Ainda com algumas tarifas aduaneiras a fim de equilibrar a concorrência com o produto nacional os chineses se beneficiam, além de nosso câmbio valorizado, do yuan (moeda chinesa) desvalorizado e de um regime trabalhista muitas vezes semi-escravo. Por outro lado, as empresas brasileiras recebem menos dólares por seus produtos para exportação e ao mesmo tempo seus custos de produção na moeda norte-americana se tornam mais altos que o das concorrentes externas.

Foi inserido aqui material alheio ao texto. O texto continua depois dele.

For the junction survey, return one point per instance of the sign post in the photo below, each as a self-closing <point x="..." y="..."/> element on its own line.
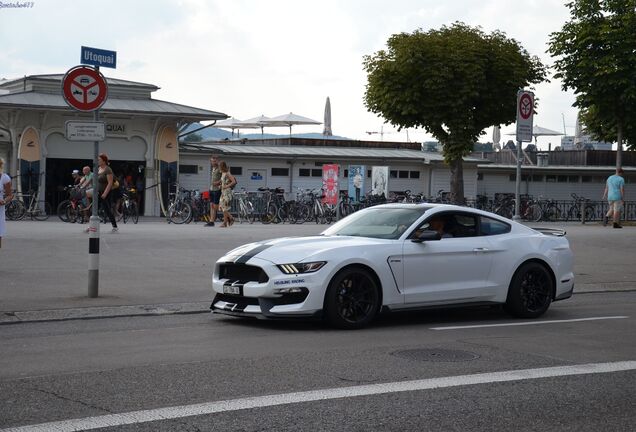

A se continuar a apreciação do real, o quadro extremo – mas possível – é de desindustrialização, com o fechamento de milhares de empresas e um quadro correspondente e consequente de desemprego e recessão. Toda uma evolução econômica de aproximadamente oitenta anos pode ir por água abaixo em poucos anos, voltando-se no caso extremo ao patamar de exportador de produtos primários e importador de manufaturas. Tal situação seria absolutamente catastrófica à economia brasileira.

O risco existe e é real. Urge medidas de redução do diferencial entre as taxas de juros externas e internas a fim de reduzir a valorização do real e impedir consequências como desindustrialização, desemprego e recessão. As medidas de contenção adotadas até agora revelaram-se tímidas, pois a lucratividade de nossas taxas internas supera as penalizações adotadas.

Por isso que, como dizia o economista, “a inflação aleija, mas o câmbio mata”. A primeira desorganiza a economia mas não leva à extinção de setores internos. A segunda arrasa com setores inteiros da estrutura, e olha que não estou falando das consequências sobre o balanço de pagamentos.

Voltarei ao tema.

One Reply to “A inflação aleija, mas o câmbio mata”

  1. Simonsen foi uma das cabeças mais brilhantes que já passaram por nossa economia. Infelizmente morreu cedo, com um câncer no cérebro. Intelectual, jazzófilo, economista que não pensava apenas com base nos números, mas também nos impactos sociais – a longo prazo. Chegou a ser convidado por Collor para dirigir o Ministério da Fazenda, mas acertadamente recusou.